- Born: Phoebe Millicent Hearst July 13, 1927
- Died: November 18, 2012 (aged 85)
- Citizenship: United States
- Occupations: Businesswoman, philanthropist
- Board member of: Hearst Corporation
- Spouse(s): Philip Edward Tovrea Jr. Amory "Jack" Cooke (dec)
- Children: Phoebe "Misty" Tovrea Lipari
- Parent(s): George Randolph Hearst (father) Blanche Ellen Hearst (Wilbur) (mother)

= Phoebe Hearst Cooke =

American businesswoman and philanthropist

Phoebe Millicent Hearst Cooke (July 13, 1927 – November 18, 2012) was an American businesswoman, philanthropist and heiress of the wealthy Hearst family. She served on the board of directors of the Hearst Corporation from 1962 to 1998. She was a granddaughter of William Randolph Hearst.

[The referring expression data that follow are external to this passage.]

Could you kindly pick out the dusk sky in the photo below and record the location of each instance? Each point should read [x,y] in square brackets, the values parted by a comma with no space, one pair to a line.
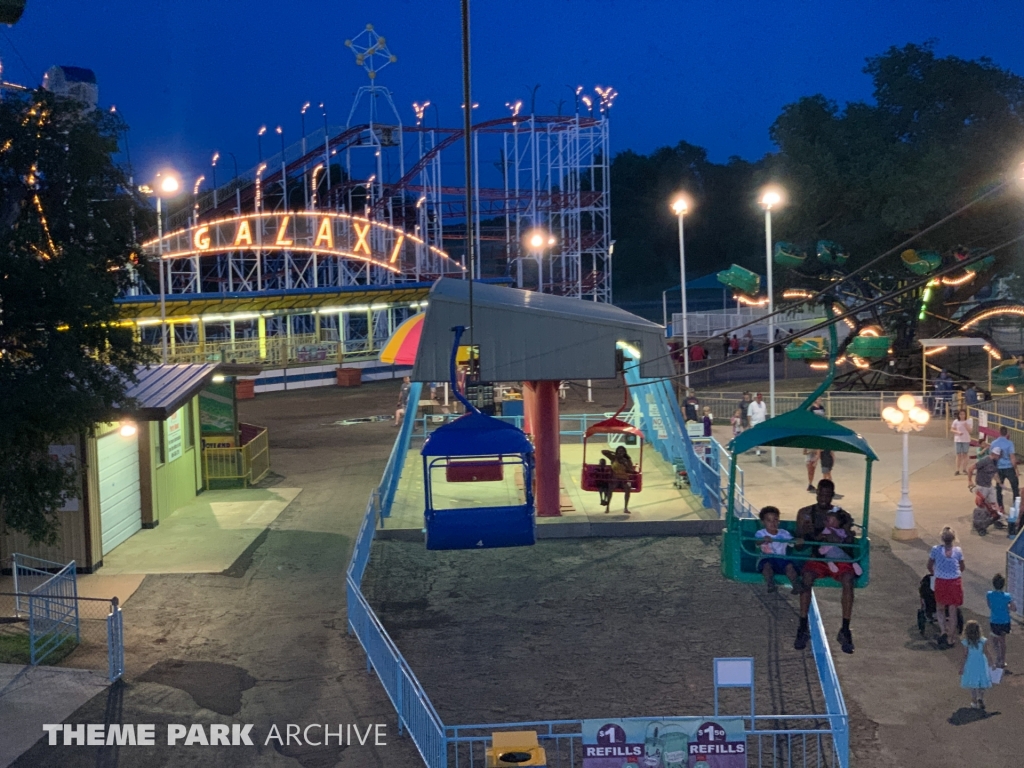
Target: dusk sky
[193,77]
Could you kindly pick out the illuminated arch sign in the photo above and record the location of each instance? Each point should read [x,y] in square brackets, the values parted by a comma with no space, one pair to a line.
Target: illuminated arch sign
[338,235]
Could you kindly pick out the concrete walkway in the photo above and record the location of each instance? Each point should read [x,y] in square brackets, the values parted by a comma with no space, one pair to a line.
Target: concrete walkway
[658,501]
[204,537]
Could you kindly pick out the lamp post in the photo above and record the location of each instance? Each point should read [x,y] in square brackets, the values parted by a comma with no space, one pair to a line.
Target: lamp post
[538,241]
[305,189]
[771,198]
[905,418]
[681,207]
[196,186]
[213,174]
[166,184]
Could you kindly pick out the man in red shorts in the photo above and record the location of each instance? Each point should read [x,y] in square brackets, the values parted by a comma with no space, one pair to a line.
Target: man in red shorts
[811,524]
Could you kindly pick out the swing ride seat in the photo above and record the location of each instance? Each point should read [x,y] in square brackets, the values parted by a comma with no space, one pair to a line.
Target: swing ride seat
[832,253]
[597,477]
[788,255]
[921,262]
[476,448]
[740,279]
[869,347]
[474,471]
[811,348]
[795,429]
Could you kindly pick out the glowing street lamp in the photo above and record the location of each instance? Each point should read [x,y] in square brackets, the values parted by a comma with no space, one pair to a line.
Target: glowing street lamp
[166,184]
[905,418]
[681,206]
[538,241]
[770,198]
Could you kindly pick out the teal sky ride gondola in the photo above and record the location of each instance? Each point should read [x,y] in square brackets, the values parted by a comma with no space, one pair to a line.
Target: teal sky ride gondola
[802,429]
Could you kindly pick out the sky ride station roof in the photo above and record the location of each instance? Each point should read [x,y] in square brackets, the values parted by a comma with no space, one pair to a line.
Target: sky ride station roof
[527,336]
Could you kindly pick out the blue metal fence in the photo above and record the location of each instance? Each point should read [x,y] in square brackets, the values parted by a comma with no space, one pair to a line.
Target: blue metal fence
[392,471]
[115,642]
[52,606]
[774,741]
[819,740]
[415,711]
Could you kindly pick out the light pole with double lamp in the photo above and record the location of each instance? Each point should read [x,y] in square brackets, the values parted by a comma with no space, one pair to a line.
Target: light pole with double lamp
[166,184]
[770,198]
[905,418]
[681,207]
[538,242]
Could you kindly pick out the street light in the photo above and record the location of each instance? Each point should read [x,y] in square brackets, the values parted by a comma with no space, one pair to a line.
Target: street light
[905,418]
[681,206]
[166,184]
[770,198]
[538,241]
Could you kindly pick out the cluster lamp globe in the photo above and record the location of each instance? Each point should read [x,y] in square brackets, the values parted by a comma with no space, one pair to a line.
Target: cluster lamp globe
[770,199]
[906,417]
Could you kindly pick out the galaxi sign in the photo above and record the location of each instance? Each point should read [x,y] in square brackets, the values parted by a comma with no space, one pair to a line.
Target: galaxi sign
[311,231]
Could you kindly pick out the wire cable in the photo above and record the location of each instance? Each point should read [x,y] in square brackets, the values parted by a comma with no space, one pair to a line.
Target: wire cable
[824,324]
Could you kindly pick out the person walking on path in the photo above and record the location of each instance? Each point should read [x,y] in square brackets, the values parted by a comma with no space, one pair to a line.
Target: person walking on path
[945,562]
[962,427]
[744,406]
[974,665]
[1007,465]
[811,522]
[980,475]
[811,458]
[399,413]
[757,413]
[1000,603]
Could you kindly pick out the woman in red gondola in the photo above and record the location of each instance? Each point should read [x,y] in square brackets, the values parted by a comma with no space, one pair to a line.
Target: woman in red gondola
[622,471]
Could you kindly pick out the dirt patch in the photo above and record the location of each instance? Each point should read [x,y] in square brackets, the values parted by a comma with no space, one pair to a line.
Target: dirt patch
[212,685]
[585,628]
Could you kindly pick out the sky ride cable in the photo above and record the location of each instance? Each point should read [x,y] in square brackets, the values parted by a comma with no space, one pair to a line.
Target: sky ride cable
[912,286]
[859,269]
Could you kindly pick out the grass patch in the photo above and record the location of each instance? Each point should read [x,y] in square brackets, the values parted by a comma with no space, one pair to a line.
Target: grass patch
[14,649]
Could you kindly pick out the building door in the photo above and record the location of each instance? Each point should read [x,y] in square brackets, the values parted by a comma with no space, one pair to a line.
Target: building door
[120,500]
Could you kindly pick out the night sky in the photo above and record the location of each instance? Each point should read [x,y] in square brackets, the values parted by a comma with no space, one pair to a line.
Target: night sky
[193,77]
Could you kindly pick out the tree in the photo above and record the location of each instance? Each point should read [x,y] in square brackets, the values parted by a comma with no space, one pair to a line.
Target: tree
[67,250]
[941,131]
[722,228]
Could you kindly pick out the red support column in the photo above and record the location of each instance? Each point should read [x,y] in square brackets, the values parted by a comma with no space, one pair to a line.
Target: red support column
[545,424]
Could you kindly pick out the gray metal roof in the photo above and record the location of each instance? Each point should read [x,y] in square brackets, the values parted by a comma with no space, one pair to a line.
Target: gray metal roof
[163,389]
[527,336]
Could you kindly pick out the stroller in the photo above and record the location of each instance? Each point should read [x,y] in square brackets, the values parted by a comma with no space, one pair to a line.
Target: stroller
[986,511]
[926,613]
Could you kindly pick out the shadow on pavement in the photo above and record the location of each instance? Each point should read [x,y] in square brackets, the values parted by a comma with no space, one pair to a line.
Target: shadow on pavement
[967,715]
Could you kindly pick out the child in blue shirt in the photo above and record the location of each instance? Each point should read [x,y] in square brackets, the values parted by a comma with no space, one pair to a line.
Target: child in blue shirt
[999,605]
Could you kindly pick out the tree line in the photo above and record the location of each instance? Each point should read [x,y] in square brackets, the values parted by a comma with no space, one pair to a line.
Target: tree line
[939,133]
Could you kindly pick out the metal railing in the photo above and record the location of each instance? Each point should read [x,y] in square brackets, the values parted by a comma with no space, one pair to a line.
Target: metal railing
[247,464]
[115,642]
[839,406]
[818,740]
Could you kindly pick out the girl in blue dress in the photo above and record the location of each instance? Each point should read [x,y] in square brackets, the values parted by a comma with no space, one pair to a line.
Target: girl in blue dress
[974,667]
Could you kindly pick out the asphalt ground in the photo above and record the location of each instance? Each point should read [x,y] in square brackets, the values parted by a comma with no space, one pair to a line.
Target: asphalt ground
[588,627]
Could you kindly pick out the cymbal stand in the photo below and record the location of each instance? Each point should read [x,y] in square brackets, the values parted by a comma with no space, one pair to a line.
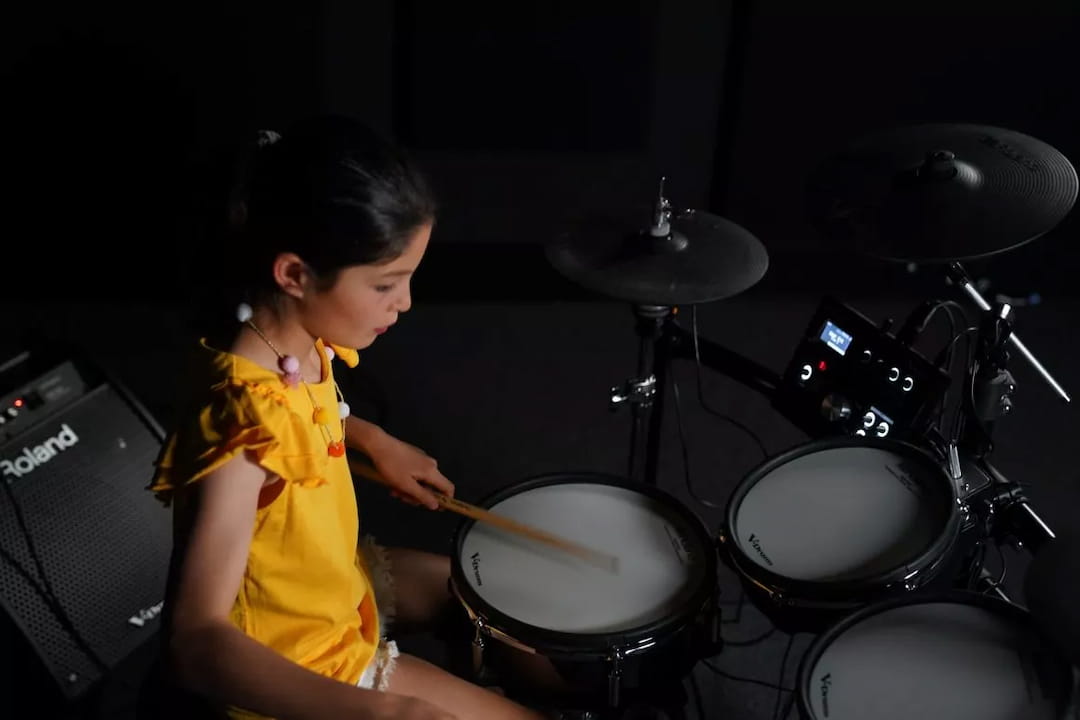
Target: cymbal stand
[988,388]
[645,393]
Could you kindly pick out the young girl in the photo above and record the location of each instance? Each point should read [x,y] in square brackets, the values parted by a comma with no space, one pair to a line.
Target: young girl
[272,609]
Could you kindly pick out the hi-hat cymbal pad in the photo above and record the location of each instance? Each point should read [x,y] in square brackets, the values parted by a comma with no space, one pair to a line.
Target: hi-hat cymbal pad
[703,258]
[941,192]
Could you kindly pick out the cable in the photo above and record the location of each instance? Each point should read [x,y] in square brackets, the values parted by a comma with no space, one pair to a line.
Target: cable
[946,360]
[49,594]
[30,580]
[698,700]
[683,444]
[738,678]
[753,641]
[995,584]
[701,394]
[780,681]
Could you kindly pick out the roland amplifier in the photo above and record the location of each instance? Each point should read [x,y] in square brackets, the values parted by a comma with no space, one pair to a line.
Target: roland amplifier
[83,546]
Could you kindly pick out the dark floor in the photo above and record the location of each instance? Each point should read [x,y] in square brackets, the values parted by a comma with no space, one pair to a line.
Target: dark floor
[502,392]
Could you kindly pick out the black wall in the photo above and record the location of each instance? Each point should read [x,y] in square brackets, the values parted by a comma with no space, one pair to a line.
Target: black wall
[116,117]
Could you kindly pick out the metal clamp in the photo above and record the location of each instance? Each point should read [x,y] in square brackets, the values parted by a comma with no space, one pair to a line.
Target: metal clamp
[615,676]
[635,392]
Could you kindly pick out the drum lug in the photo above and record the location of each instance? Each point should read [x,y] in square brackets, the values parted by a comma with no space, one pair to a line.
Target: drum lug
[615,676]
[478,642]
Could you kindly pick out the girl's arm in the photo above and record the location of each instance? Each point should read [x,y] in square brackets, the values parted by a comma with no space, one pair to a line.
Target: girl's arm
[213,657]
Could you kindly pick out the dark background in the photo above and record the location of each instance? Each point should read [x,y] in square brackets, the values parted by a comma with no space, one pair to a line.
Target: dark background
[118,116]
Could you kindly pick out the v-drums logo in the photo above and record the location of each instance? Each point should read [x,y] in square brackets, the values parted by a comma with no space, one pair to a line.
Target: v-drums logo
[39,454]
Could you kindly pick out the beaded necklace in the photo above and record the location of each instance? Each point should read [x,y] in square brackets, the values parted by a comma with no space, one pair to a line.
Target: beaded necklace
[289,366]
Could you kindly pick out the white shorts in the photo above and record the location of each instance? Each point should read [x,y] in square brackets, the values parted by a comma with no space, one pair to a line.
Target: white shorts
[377,674]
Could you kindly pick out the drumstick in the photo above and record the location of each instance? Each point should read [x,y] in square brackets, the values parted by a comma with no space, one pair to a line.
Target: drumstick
[609,562]
[601,559]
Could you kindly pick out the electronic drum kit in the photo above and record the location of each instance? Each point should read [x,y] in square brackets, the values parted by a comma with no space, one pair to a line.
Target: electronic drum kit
[873,534]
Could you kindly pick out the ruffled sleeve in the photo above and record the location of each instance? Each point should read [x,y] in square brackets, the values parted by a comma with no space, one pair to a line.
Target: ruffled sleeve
[241,416]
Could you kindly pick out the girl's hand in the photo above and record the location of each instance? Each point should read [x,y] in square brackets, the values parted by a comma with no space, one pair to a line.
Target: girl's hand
[406,470]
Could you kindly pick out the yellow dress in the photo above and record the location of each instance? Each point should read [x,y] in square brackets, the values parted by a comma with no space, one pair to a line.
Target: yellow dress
[307,592]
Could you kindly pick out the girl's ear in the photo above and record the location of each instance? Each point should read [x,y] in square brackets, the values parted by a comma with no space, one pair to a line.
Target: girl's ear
[292,274]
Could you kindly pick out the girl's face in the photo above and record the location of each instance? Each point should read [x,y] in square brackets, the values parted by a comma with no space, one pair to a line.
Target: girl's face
[366,299]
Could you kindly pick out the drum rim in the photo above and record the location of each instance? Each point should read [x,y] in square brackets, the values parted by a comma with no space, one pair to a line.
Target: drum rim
[602,643]
[839,591]
[995,605]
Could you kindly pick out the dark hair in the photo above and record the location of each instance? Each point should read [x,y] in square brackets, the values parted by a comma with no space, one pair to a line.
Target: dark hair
[331,190]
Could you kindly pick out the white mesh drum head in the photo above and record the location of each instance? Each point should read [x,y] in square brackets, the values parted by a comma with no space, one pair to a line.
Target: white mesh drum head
[659,565]
[839,514]
[935,661]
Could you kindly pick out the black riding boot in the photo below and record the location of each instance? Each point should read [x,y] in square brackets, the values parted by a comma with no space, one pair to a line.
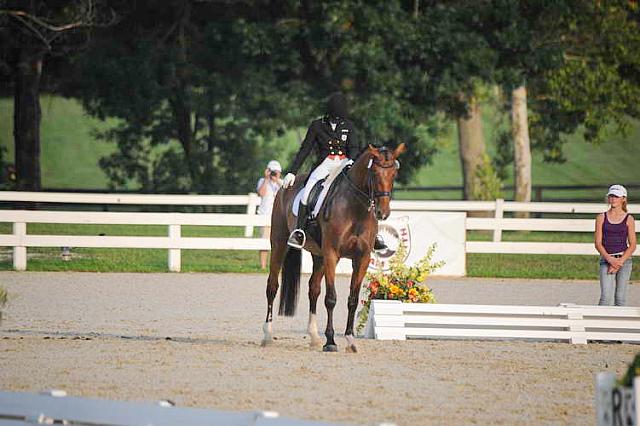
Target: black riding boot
[298,236]
[379,244]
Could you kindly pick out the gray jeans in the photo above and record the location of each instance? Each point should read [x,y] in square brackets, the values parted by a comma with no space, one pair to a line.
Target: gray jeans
[618,281]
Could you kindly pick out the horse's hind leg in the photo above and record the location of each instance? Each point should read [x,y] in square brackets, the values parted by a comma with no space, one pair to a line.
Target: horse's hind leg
[314,292]
[359,270]
[278,252]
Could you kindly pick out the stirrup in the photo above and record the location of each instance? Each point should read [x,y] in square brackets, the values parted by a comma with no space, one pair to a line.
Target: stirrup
[293,241]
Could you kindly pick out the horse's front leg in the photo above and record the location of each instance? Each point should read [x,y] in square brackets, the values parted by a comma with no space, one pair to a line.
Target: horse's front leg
[360,266]
[314,292]
[277,257]
[330,261]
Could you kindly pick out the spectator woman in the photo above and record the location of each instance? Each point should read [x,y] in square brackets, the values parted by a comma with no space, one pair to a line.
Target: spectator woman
[615,240]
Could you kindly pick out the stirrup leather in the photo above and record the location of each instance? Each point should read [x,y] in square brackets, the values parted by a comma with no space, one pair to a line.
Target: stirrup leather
[292,242]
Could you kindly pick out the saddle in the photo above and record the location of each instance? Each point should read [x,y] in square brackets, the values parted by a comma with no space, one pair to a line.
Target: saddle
[319,197]
[319,192]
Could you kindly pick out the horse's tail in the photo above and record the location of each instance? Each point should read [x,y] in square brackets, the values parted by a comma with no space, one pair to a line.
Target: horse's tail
[290,282]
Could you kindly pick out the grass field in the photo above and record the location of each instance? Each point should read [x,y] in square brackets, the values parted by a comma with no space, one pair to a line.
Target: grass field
[70,154]
[148,260]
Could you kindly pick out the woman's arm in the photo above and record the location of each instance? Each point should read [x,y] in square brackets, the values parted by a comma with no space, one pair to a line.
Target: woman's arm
[304,151]
[631,236]
[262,186]
[598,238]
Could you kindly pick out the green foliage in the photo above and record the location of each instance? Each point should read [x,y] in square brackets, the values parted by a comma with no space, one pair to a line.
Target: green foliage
[487,184]
[401,282]
[7,172]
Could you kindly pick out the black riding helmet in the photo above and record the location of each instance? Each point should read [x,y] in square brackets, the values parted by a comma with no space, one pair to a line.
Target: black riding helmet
[337,106]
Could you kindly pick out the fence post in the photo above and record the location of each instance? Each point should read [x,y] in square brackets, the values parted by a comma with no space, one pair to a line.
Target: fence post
[497,231]
[20,250]
[252,204]
[174,254]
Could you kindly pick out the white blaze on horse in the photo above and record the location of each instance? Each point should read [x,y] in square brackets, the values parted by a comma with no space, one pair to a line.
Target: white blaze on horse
[346,228]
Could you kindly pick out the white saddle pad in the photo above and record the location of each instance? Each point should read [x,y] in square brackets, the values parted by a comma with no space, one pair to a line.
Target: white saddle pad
[325,188]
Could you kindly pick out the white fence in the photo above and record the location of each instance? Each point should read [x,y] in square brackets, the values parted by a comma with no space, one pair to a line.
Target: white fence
[17,408]
[174,242]
[499,223]
[393,320]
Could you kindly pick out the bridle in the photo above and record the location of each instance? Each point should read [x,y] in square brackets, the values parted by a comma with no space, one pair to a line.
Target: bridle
[372,195]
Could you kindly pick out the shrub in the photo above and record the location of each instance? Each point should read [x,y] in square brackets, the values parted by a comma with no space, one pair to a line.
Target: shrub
[400,282]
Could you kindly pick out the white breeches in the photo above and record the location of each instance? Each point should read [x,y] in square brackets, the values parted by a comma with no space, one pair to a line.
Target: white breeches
[320,172]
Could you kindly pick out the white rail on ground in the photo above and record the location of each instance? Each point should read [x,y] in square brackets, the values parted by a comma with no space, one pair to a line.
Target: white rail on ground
[393,320]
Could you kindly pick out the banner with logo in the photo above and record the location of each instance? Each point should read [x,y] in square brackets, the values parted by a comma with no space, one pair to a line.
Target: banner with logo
[417,231]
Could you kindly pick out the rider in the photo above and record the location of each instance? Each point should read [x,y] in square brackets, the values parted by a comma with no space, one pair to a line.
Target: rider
[333,139]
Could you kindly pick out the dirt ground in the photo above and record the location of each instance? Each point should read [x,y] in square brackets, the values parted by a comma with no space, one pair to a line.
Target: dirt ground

Her twin brother was former Hearst Corporation chairman George Randolph Hearst Jr., who died earlier that year, in June 2012.

In 1949 she married Philip Edward Tovrea Jr, of the Phoenix-based Tovrea Land and Cattle Company. She later married Amory J. “Jack” Cooke, who became president of the Hearst Sunical Land & Livestock division.

She spent much of her life in Woodside, California, and was particularly involved in the equestrian community, including horse-assisted therapy through the National Center For Equine Facilitated Therapy.

In her elder years, she faced disputes with family over the management of her estate, which concluded in 2009 with a conservatorship.

In 1996, she was inducted into the Hall of Great Westerners of the National Cowboy & Western Heritage Museum.

She died in Templeton from complications due to pneumonia.